When it comes to fresh thinking, walking is one of the oldest and most effective sources. “Walking meetings” were a popular method used by Steve Jobs to foster connection and creativity with colleagues and partners.

In addition, researchers from Harvard Medical School found that walking meetings increased creativity by 5.25% and engagement by 8.5%. Stanford University researchers also discovered that walking increased creative thinking by 60%. The movement itself gives energy to the brain, regardless of how long or where it takes place.

7. Don’t let good ideas go to waste.

Incentives should be provided to encourage employees to share their ideas. One suggestion is to implement the best ideas and to recognize the efforts of others. To let the employee know that you plan to implement their ideas – I suggest you adapt your message. Finally, if the change is successful, let the team know the inspiration behind it.

To promote innovation, it is important to take up and publicly praise good ideas. As a result, team members feel more inspired to share their ideas and opinions.

8. Encourage self-reflection.

You will find that employees become preoccupied with their work and forget the importance of what they are doing when the workload increases. To combat this, make self-reflection check-ins a habit for employees. By doing this exercise, they are inspired to see things from a different perspective, both in terms of what they have achieved and what lies ahead.

Your team can also see the concrete results of their hard work and innovative solutions by sharing monthly or quarterly achievements.

9. Allow for mistakes.

When you ask your employees for their creative input, make sure they know you don’t expect perfection or highly polished work. To be able to take risks without negative consequences, employees must be allowed to develop plans that go wrong. The ability to fail wisely is a valuable skill for managers and businesses.
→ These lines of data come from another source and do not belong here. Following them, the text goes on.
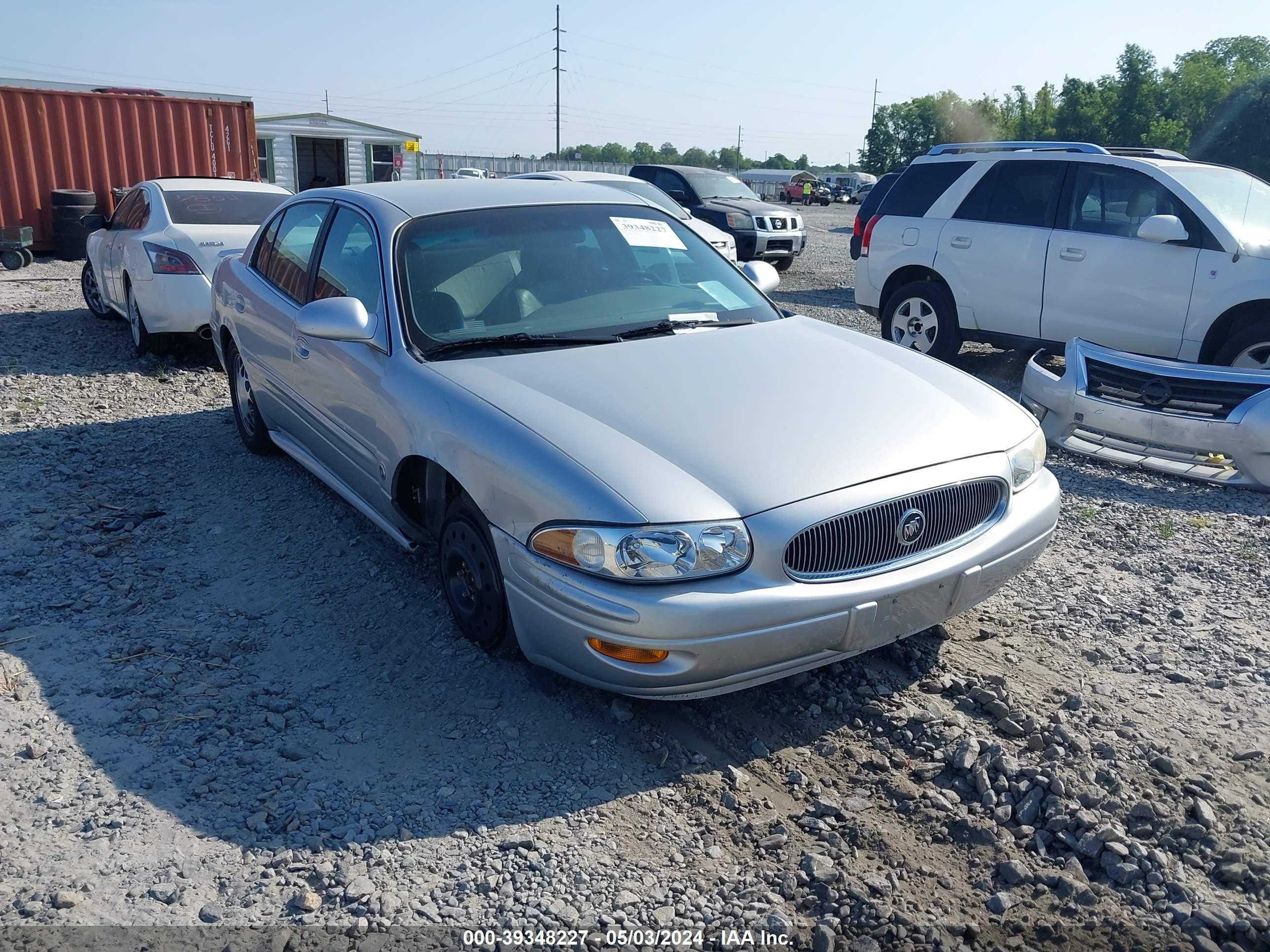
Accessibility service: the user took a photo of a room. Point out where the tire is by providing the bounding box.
[1213,317,1270,371]
[48,188,97,206]
[80,262,118,321]
[225,340,274,456]
[437,496,517,656]
[882,280,961,361]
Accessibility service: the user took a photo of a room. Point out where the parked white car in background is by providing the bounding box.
[511,171,737,264]
[80,178,291,354]
[856,142,1270,370]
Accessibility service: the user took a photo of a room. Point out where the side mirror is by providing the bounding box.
[1138,214,1190,244]
[741,262,781,295]
[296,297,375,340]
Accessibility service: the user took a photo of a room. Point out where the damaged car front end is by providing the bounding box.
[1021,338,1270,491]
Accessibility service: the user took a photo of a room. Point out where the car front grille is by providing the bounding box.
[785,478,1010,581]
[1085,358,1270,420]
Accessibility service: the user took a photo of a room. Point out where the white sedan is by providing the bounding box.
[80,178,291,354]
[512,170,737,264]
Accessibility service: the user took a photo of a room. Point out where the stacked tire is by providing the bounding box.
[49,188,97,262]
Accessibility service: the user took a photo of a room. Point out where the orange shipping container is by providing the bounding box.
[0,86,259,250]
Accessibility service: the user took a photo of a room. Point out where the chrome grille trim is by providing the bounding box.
[783,476,1010,581]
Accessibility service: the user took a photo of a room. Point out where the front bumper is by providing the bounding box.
[733,229,807,262]
[1023,338,1270,490]
[494,454,1059,699]
[132,274,212,334]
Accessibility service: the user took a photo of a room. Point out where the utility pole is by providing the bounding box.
[555,4,569,161]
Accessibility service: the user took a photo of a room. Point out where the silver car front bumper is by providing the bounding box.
[1023,338,1270,490]
[494,454,1059,699]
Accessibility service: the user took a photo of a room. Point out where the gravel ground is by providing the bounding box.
[0,215,1270,952]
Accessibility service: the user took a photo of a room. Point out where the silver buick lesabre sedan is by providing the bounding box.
[211,179,1059,698]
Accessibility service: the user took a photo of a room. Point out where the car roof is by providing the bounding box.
[911,148,1222,169]
[146,176,291,196]
[633,163,732,175]
[508,169,635,184]
[300,178,654,217]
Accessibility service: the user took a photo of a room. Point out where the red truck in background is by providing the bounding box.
[781,181,833,204]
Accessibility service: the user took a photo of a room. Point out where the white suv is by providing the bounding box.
[856,142,1270,370]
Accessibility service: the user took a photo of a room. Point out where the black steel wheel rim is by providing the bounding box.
[441,519,503,645]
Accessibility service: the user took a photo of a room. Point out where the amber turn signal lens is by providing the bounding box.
[533,529,578,565]
[587,639,670,664]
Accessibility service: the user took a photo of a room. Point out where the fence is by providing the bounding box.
[417,152,631,179]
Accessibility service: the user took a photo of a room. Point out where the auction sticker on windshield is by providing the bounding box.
[608,217,688,251]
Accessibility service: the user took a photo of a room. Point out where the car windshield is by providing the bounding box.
[396,204,780,350]
[684,171,761,202]
[1168,164,1270,245]
[163,189,288,227]
[591,179,692,221]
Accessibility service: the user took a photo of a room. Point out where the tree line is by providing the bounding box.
[861,37,1270,178]
[544,142,855,171]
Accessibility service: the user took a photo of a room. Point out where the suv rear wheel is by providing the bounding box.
[882,280,961,361]
[1213,317,1270,371]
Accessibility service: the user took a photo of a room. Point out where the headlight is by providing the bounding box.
[1006,429,1045,490]
[529,520,749,581]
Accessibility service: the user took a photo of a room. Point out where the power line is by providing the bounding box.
[555,4,567,159]
[351,29,551,99]
[574,52,876,105]
[577,33,889,93]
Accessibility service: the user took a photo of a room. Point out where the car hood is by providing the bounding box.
[701,198,789,222]
[428,317,1036,522]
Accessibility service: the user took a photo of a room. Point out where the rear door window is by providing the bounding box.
[879,161,974,218]
[952,160,1068,229]
[314,208,384,315]
[264,202,330,305]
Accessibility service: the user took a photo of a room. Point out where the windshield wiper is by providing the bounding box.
[423,333,617,357]
[615,320,756,340]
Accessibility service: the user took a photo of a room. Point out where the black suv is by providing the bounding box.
[631,165,807,272]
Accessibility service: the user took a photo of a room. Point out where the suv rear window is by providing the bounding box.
[878,161,974,218]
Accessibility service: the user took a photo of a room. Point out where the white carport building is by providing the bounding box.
[739,169,819,198]
[255,113,419,192]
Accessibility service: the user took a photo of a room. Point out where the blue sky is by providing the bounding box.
[0,0,1270,163]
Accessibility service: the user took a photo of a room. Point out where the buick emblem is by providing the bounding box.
[1138,377,1173,406]
[895,509,926,546]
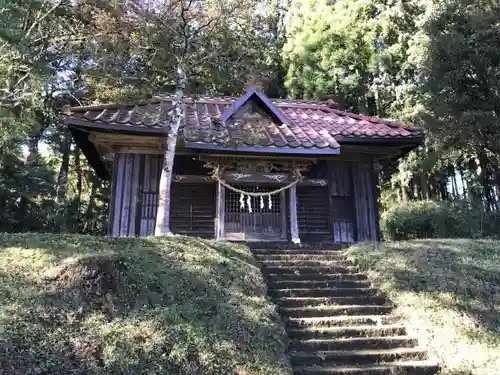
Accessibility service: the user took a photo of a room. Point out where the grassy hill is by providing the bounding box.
[348,240,500,375]
[0,234,290,375]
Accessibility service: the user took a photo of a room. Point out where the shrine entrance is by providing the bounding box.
[224,185,287,241]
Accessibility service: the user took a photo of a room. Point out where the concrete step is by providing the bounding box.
[290,348,427,366]
[286,315,400,328]
[287,324,406,340]
[262,264,358,275]
[254,251,347,261]
[251,248,344,255]
[276,296,387,307]
[289,336,418,352]
[293,359,439,375]
[267,288,377,297]
[278,305,394,318]
[267,280,371,289]
[260,259,353,267]
[264,272,368,283]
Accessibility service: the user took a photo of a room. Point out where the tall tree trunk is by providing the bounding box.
[419,172,430,199]
[155,64,186,236]
[459,164,469,199]
[478,152,494,211]
[75,146,83,213]
[82,180,101,233]
[56,130,71,205]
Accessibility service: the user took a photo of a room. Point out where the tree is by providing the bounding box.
[92,0,278,235]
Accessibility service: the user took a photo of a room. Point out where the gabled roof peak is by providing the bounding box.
[220,87,290,124]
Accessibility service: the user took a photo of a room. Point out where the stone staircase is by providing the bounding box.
[253,247,439,375]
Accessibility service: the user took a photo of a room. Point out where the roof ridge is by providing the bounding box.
[63,95,331,113]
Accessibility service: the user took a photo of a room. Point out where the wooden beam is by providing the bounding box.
[290,185,300,244]
[172,174,216,184]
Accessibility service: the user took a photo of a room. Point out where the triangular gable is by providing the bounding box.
[220,87,289,124]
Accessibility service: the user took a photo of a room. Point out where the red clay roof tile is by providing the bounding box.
[65,92,423,148]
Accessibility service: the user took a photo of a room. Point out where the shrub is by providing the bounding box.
[380,201,476,240]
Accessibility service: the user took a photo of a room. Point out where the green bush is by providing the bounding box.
[380,201,500,240]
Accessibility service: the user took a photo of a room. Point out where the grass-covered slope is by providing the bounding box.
[348,240,500,375]
[0,234,290,375]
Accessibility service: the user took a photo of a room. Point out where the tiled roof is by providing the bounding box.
[61,93,423,148]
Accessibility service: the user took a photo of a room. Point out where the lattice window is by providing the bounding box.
[224,185,286,240]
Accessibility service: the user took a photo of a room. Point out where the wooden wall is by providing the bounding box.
[297,186,331,242]
[329,161,380,243]
[170,182,216,238]
[108,154,162,237]
[108,154,216,237]
[352,163,380,242]
[108,154,380,243]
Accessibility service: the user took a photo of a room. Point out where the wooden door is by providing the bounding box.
[224,185,286,241]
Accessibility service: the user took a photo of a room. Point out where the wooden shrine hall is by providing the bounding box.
[64,89,424,243]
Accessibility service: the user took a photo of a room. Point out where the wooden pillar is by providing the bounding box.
[215,182,225,240]
[290,185,300,244]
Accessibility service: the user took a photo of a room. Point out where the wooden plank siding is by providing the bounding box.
[109,154,216,237]
[297,186,332,242]
[353,163,380,242]
[108,154,380,244]
[328,161,356,243]
[170,183,216,237]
“Once [employees] see first-hand the value of putting out what we call a “low-res prototype” and getting feedback from a key component, and see how it directly[s] the next step is people start to become believers in that process,” explains Graham Henshaw, executive director of the Alan B. Miller Entrepreneurship Center at William & Mary’s Raymond A. Mason School of Business, on the W&M Leadership and Business podcast.”[Innovators must have] an openness to risk … You’re willing to take risks where you might fail, but you learn something from that mistake and move on,” he continued, emphasizing, “[You need] a tolerance for ambiguity … You hold back that need for immediate closure.”

10. Set a tone of risk-taking.

Most professionals feel that their companies and departments are not taking enough risks. However, the risk is essential to improve the business’ competitive advantage and encourage creativity.

When appropriate, empower employees to make bold decisions and push them to take calculated risks instead of micromanaging them.